With the arrival of Carl VIII, king of France, to monforte, for the first time is hoisted the French flag. After the French defeat the dominion and the power of Monforte ceased; his possession was given to Federico d'Aragona e Andrea di Capua. During the following 90 years the earldom of Fragneto will be sold other five times.
In 1584 it will belong to the family Montalto that in 1612 will receive the title of Duke of Fragneto. To the heirs of Montalto family belongs today the Palazzo Ducale.

==Main sights==

The main monuments in Fragneto are: the Palazzo ducale, home of Montalto family for over 400 years and elegantly restored and refinished. Today it is a luxury venue for special events such as conferences, parties and weddings.

The Parish Church of SS Nicola and Rocco, destroyed by the earthquake of 1688 and rebuilt the following century. In the church there is the relic of Santa Faustina, martyr during the dominion of emperor Diocletian, dating back to the 3rd century AD. This church took the place of the older Santa Croce Church, completely destroyed by the same earthquake and whose restoration has recently been done.

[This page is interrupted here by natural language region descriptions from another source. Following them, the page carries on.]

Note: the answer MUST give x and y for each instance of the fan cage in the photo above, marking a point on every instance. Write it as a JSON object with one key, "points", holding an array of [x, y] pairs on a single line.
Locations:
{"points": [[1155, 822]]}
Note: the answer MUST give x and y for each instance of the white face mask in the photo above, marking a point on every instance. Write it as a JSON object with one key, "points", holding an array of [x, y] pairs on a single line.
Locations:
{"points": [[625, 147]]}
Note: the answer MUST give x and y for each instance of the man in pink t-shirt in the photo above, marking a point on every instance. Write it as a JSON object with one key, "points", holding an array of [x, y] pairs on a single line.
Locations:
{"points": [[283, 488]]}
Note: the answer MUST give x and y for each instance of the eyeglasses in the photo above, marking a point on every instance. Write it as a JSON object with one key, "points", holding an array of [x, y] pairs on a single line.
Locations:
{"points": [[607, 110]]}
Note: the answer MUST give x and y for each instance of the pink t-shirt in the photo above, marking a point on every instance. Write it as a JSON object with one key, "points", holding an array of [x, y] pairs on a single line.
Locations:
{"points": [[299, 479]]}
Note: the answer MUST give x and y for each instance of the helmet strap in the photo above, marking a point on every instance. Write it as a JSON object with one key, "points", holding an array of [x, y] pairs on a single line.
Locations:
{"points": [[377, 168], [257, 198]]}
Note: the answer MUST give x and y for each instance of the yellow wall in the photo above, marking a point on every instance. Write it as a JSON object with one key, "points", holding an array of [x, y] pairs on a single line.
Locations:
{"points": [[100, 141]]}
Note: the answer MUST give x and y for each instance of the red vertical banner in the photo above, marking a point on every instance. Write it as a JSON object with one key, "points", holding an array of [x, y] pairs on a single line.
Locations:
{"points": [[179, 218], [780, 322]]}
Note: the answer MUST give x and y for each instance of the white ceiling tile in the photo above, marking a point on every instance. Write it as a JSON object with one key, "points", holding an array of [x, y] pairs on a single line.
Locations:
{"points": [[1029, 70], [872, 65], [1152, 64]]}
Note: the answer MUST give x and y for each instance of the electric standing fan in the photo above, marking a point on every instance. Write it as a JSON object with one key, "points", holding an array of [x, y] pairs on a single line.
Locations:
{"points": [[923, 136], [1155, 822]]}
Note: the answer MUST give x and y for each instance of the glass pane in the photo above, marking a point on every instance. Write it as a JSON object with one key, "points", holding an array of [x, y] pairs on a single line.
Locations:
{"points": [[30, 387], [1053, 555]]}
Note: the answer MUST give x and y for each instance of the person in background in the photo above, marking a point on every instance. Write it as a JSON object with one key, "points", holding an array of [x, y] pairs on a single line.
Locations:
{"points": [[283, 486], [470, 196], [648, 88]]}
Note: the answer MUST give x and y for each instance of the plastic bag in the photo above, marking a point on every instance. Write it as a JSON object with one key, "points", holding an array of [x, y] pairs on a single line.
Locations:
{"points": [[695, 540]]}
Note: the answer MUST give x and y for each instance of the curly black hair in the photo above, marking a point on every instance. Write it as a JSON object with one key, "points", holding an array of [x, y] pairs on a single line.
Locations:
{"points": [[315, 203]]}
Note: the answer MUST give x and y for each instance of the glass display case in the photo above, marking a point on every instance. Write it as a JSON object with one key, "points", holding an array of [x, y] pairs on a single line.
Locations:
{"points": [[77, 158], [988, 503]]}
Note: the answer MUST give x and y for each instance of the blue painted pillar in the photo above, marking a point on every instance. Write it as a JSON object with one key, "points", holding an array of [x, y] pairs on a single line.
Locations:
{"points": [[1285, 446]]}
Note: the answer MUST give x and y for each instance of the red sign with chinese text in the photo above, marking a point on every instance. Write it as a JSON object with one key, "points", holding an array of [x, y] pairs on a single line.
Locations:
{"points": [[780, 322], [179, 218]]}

The Bell Tower built between the 17th-18th centuries; it is separated from the church to rise in the main square. Similar to that also the tiglio, the tree symbol of the village, rises on the main square. It dates back to the end of 16th century.

== Cuisine ==
The typical foods of Fragneto area include: hand made pasta (cavatelli, fusilli), ewe's milk cheese, wines and oil all of controlled origin. However most products that enrich the gastronomy in this area can be related to an artistic and qualitative craftsmanship: from "zeppole" and "struffoli" to the vaste range of charcuterie, capocollo, soppressate, sausages, beefs and pork.

Traditional craft techniques of wicker, wood and wrought iron, pottery and lace are still used to create Fragneto handicrafts.

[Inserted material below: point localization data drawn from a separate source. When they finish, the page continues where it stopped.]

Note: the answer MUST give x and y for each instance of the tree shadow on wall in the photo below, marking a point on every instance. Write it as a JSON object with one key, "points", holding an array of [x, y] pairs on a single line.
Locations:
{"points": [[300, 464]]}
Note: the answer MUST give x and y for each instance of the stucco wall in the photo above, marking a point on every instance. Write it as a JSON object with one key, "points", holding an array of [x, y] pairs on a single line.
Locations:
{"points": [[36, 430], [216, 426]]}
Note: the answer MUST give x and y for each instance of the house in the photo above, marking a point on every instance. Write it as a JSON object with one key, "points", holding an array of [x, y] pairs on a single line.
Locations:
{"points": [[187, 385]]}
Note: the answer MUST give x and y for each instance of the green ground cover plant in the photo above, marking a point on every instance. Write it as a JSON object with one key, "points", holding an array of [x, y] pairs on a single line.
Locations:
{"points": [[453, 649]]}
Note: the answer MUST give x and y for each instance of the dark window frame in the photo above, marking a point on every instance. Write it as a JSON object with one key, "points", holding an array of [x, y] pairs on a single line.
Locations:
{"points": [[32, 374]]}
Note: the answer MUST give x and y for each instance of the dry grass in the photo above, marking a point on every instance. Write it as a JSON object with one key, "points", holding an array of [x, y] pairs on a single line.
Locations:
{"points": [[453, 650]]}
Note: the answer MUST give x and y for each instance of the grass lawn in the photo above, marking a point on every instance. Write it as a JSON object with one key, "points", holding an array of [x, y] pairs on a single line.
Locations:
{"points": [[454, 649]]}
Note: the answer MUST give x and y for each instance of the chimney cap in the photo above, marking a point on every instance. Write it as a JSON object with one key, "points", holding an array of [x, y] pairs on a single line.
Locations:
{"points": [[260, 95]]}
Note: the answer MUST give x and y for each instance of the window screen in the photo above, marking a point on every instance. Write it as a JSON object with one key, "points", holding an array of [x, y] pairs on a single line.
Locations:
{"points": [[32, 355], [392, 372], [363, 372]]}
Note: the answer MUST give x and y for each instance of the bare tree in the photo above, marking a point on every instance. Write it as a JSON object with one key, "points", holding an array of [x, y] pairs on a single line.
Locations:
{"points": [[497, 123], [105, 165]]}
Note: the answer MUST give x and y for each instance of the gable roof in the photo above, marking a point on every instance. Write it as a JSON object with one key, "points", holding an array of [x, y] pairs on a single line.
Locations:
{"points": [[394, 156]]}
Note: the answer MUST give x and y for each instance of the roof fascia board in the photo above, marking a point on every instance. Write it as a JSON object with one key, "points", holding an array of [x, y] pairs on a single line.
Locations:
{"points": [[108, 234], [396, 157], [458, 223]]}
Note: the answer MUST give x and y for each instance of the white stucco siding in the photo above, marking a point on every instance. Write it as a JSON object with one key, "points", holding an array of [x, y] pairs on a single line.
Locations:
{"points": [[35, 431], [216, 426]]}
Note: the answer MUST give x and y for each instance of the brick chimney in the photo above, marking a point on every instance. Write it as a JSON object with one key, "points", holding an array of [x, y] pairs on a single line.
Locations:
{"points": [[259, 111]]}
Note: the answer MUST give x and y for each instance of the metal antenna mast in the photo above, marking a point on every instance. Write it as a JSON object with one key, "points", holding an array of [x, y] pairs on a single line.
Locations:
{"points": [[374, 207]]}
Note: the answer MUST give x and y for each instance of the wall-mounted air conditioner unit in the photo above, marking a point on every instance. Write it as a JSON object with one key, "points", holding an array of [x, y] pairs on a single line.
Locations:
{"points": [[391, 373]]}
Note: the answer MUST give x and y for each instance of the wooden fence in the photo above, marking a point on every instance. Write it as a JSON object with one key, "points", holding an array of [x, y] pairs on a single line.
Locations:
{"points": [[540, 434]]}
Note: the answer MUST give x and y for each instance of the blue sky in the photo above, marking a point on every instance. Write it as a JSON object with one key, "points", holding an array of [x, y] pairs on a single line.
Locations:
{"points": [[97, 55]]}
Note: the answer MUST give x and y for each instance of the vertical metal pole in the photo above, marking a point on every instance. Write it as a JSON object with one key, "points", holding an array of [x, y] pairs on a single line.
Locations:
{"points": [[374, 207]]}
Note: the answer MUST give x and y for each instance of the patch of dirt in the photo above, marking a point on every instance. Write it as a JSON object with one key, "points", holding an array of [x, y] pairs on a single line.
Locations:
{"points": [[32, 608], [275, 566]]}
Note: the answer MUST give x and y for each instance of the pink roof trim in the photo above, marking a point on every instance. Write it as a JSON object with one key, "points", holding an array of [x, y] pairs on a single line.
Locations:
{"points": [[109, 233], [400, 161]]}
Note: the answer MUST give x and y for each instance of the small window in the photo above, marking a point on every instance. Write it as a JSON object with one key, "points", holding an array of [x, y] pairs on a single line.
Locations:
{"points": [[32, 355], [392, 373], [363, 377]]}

== Hot air balloon festival ==
The Hot air balloon festival takes place in October. It began more than 20 years ago and it is promoted by the administration and "Pro- Loco". Both Italian and foreign crews take part, and the meeting is not only a sporting event, but also an important cultural meeting, due to the presence of famous representatives of the arts and culture. Its main aim is to promote the exploitation of Fragneto's and Samnium's agricultural, cultural and handicraft resources, to allow the knowledge and peace among different races and cultures.

During the festival, in the town there are a lot of exhibitions and expositions of folklore, music, art, local handicrafts, typical products and cultural meetings.